On prend donc la décision de traiter toutes les chaussettes du tiroir; on trempe donc les chaussettes une par une dans le produit. À mesure que le temps passe, on aura une proportion grandissante de chaussettes vertes et une proportion décroissante de chaussettes bleues.
Un peu de logique
Au fil du traitement, on verra ainsi la dynamique suivante:
- Lorsque aucune chaussette n’a été traitée, on n’a aucune chance de voir dans notre tiroir de chaussette verte trouée.
- Lorsqu’une seule chaussette a été traitée, on aura une (mal)chance infime, mais possible, de retrouver notre chaussette verte trouée: il faudrait qu’elle ait été attaquée par une mite malgré le traitement, que cette mite n’ait pas été tuée et qu’en plus elle ait fini par trouer la chaussette.
- Lorsque la moitié du tiroir a été traité, on a autant de chaussettes bleues que de chaussettes vertes.

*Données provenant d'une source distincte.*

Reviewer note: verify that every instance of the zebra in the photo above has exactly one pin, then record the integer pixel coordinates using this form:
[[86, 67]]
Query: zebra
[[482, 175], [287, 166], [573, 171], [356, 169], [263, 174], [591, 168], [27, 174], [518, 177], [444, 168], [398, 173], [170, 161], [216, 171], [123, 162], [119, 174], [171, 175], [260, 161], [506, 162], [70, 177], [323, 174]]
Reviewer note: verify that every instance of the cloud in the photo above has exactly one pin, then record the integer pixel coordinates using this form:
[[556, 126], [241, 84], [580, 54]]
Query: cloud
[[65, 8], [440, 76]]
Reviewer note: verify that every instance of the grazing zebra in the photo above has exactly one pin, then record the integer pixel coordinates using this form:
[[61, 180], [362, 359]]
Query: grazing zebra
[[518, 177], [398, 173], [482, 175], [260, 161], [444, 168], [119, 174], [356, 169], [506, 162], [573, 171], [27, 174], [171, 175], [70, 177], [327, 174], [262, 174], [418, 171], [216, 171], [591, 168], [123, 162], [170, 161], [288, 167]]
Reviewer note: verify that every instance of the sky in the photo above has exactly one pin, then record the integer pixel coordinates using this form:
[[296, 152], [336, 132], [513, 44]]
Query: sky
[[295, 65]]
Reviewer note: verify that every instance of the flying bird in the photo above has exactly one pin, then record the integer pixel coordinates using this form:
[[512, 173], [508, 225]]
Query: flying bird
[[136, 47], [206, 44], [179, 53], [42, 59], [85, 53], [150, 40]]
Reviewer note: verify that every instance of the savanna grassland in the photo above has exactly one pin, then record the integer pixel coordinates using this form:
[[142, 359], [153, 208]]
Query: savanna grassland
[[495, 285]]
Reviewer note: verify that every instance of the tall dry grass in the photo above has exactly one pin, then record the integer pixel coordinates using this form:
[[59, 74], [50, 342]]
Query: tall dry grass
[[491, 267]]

On trouvera donc statistiquement, pour 9 chaussettes bleues (non traitées) trouée, une chaussette verte (traitée) trouée. La population de chaussettes bleues sera 9 fois plus atteinte par les trous que la population de chaussettes vertes.
- Lorsque la totalité du tiroir aura été traitée, on n’aura plus que des chaussettes vertes (traitées). De ce fait, vu l’efficacité imparfaite du traitement, et vu qu’il n’y a plus que des chaussettes vertes, toutes les chaussettes trouées seront vertes (traitées). Mais on aura 10 fois moins de chaussettes trouées dans notre tiroir qu’à l’époque où les chaussettes étaient toutes bleues.
Conclusion
Est-ce qu’il sera pour autant correct de dire que, puisqu’il n’y a que des chaussettes trouées vertes, cela signifie que le traitement est inefficace ? Ce serait faire une monumentale erreur de logique élémentaire.
Lorsqu’un traitement, bien qu’efficace, est imparfait, il est absolument inévitable de trouver des éléments traités qui ont tout de même été atteints. Mais la proportion des éléments atteints sera incroyablement plus basse que dans le cas où aucun élément n’aurait été traité.
Il en va de même pour le vaccin contre le CoVid19: le vaccin est très efficace (à 95%), mais pas parfait (5% d’inefficacité). Il ne peut pas aller autrement que d’avoir des décès de personnes vaccinées. Mais en proportion drastiquement moindre que de personnes non vaccinées. Et lorsque 100% de la population sera vaccinée avec notre vaccin efficace à 95%, il n’y aura donc plus personne de non-vacciné. Donc tous les morts du CoVid19 seront mathématiquement des personnes vaccinées. Mais dans une proportion incomparablement moindre qu’avant la vaccination.
Notes
1 – Comme toutes les analogies, celle-ci ne doit pas être lue et interprétée en dehors du contexte pour lequel elle a été créée. Il n’est pas question ici de débattre d’un équivalent d’un passe sanitaire, ou d’une efficacité ou non. Le point que cette analogie adresse est bien la phrase du début et rien d’autre: « Lorsqu’une personne est traitée contre une maladie et décède malgré tout, c’est bien la preuve que le traitement est inefficace; lorsque la proportion des personnes traitées augmente dans les constats de décès, c’est bien que le remède est pire que le mal ! ». Toute récupération de cette analogie pour argumenter sur un autre sujet sera bien évidemment invalide par construction. Il est inutile également d’avancer l’argument: « rien ne dit que le traitement est bien efficace dans cette proportion », qui serait totalement hors-sujet, puisque c’est une hypothèse de base de cette expérience de pensée.